Shanghai copper rose by just under half a percent on Monday following a steady performance in the previous session by London futures, which shrugged off the end of a strike at a major mine.
Shanghai September copper was up 270 yuan at 64,770 yuan ($8,557) a tonne. Copper for delivery in three months on the London Metal Exchange eased $30 to $7,870, having stalled at $8,000 resistance every day last week.
But prices, which rallied nearly 1 percent on Friday, remained firm, despite the resolution of a major strike at one mine in Chile and the restart of another after violent protests last week. "The strike is over but copper hasn't fallen quite as much as I had thought it would," a dealer in Sydney said.
The union at Chile's 440,000-tonne-per-year Collahuasi complex accepted a pay offer on Friday to end the stoppage at the mine, which accounts for around 8 percent of Chile's total copper output.
In a separate dispute, sub-contractors at Codelco remained on strike, but operations at the Andina mine were returning to normal over the weekend after a week-long stoppage that has cost 700 tonnes of lost copper production a day.
In Canada, the strike at Strata's Canadian Copper Refinery continued, and in Peru, the dispute at Southern Copper Corp was still not resolved, but unions extended a strike truce in order to continue talks.
The Sydney dealer noted that the cash to three-month spread was a relatively wide $105 backwardation, having traded between March and late June at around $60.
"The backwardation is almost double what it has been and it looks like there may be a short or two out there getting squeezed." Tightness was highlighted by stocks of copper in London Metal Exchange warehouses, which fell 1,075 tonnes to 97,550 tonnes on Friday, equivalent to two days of world consumption and their lowest in almost a year.
But inventories could rise in the near term. "Traders in China are diverting excess copper imports to South Korea as China's demand for copper is weak on large local supplies," said a Seoul-based trader. "About 3,500 tonnes of copper have already arrived at South Korean ports and another 5,000 tonnes will be delivered by the end of this month."
Mid June saw a blip up in the otherwise consistent decline since February in LME stocks as a regular cargo of Polish copper bound for China was diverted to LME warehouses in South Korea.
China's imports of refined copper and copper alloy were 121,991 tonnes in June, down 6 percent from May.
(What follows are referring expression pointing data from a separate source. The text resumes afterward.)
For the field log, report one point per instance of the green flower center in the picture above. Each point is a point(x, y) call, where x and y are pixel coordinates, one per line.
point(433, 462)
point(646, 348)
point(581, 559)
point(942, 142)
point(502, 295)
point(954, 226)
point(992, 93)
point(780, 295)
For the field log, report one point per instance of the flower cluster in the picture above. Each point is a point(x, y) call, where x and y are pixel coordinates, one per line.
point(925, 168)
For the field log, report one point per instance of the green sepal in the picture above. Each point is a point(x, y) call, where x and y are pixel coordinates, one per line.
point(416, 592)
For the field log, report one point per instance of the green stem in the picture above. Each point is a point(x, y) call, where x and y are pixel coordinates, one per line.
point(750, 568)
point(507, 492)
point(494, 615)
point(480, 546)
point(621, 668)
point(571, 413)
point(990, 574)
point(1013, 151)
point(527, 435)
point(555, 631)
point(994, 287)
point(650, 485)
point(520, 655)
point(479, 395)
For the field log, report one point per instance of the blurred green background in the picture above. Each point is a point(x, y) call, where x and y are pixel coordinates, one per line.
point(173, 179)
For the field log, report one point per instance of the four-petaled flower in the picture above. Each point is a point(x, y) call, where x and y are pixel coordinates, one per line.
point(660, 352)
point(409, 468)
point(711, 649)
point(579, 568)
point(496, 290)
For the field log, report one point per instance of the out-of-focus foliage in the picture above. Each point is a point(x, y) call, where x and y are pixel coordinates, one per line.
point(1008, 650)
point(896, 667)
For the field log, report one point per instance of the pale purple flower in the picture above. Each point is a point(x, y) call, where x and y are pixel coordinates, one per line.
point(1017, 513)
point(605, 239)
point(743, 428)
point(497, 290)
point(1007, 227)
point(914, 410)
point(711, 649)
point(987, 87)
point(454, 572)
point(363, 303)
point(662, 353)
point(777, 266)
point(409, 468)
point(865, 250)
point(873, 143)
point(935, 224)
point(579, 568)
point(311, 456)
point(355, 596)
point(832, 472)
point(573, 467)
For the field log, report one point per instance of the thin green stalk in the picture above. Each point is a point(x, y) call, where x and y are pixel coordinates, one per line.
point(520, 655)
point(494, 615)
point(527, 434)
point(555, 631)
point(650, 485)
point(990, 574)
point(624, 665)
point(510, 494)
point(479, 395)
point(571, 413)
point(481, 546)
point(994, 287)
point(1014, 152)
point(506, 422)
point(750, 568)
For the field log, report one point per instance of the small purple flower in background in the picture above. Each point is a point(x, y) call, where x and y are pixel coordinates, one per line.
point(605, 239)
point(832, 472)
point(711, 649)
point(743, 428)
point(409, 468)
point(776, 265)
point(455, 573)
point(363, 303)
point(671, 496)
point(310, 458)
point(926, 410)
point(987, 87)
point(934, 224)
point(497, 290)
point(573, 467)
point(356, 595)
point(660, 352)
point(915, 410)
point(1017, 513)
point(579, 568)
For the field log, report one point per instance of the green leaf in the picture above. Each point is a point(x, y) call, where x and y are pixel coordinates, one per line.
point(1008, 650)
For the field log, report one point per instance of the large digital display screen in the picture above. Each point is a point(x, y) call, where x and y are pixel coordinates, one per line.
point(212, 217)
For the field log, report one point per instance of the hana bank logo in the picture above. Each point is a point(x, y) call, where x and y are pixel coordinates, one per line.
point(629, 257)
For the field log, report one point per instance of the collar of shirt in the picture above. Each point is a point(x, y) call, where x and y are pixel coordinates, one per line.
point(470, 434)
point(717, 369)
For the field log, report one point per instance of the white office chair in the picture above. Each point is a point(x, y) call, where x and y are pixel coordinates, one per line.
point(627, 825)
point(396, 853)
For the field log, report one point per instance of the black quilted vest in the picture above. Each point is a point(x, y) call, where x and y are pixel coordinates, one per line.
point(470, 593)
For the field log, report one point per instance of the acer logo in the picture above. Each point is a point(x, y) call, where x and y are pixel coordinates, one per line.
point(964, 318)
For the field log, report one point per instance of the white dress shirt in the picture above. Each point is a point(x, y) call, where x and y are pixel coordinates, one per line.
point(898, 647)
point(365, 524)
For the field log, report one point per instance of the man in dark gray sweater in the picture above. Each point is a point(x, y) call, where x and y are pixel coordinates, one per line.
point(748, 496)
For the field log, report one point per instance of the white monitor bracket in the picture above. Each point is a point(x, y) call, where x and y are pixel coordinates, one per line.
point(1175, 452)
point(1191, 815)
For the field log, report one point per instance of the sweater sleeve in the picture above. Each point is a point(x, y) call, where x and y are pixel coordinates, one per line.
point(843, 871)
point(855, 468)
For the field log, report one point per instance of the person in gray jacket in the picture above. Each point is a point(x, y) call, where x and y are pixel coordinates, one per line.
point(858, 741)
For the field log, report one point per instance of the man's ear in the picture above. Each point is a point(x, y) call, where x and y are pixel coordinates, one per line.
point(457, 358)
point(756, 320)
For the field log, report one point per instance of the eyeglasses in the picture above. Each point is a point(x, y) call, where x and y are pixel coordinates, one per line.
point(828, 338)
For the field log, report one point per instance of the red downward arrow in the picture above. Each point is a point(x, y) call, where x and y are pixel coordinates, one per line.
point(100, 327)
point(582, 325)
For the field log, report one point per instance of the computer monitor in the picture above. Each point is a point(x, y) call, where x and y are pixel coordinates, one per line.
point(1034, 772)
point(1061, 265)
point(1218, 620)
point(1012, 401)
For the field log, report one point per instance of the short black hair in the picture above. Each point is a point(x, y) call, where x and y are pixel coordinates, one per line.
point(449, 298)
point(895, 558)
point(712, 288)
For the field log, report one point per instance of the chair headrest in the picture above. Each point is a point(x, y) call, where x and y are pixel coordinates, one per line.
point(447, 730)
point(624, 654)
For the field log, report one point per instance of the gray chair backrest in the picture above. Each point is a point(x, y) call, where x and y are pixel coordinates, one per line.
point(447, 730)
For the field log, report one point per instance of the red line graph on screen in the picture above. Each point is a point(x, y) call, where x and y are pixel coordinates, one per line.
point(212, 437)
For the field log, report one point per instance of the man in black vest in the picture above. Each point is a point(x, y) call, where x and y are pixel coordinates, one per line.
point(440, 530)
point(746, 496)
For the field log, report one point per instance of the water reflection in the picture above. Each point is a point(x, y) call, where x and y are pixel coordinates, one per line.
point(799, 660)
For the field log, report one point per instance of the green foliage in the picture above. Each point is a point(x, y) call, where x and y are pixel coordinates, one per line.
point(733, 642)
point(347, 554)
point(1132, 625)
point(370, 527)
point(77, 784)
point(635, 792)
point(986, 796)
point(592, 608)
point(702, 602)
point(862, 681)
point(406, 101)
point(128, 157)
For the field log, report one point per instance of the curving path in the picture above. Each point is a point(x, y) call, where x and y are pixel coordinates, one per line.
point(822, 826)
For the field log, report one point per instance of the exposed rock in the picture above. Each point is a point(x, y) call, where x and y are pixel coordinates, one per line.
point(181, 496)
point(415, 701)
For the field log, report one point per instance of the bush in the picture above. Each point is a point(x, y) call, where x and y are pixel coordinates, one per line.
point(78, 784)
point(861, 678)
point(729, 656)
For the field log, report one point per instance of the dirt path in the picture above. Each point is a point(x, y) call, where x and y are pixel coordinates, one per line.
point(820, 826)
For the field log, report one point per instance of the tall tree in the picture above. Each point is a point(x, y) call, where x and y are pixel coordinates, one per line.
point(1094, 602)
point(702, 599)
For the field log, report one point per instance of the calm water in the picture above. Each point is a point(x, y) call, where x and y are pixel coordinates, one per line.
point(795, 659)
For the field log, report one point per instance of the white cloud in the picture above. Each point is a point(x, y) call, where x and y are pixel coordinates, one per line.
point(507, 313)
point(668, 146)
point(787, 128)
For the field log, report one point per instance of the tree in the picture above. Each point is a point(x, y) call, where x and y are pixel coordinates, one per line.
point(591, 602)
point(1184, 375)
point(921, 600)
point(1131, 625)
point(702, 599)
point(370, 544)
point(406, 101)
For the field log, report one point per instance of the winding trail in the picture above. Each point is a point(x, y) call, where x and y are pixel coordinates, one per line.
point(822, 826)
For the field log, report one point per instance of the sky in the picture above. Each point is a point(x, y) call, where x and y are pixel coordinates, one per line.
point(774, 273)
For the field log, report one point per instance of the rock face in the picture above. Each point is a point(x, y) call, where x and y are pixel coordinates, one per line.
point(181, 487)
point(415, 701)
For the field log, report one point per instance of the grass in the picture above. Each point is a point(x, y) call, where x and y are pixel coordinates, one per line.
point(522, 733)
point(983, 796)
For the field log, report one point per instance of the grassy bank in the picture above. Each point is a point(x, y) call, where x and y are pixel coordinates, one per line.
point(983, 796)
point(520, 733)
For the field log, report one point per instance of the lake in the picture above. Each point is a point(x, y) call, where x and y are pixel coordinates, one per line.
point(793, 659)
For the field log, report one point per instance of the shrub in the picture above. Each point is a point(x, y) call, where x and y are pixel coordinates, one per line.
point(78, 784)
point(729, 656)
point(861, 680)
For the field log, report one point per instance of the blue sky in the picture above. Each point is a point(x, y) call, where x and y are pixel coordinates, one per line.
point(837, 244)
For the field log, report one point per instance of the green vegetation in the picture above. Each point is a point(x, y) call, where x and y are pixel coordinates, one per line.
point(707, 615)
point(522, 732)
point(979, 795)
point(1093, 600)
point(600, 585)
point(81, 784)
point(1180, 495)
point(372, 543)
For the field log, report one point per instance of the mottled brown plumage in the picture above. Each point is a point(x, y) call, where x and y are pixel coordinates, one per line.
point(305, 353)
Imports for the first half of the year hit 998,077 tonnes, up 117.9 percent from a year, customs data released on Monday showed. Aluminium was up $6 at $2,796, with the news dominated by last week's $38 billion-bid for Canadian aluminium company Alcan Ltd by Rio Tinto Ltd/Plc.
Rio's shares were down 3.4 percent in Australia, despite a 0.25 percent gain in the S&P/AX 200 index. Rival minor BHP Billion was half a percent lower. LME lead was $15 down at $3,015 but remained close to Friday's record $3,040 high.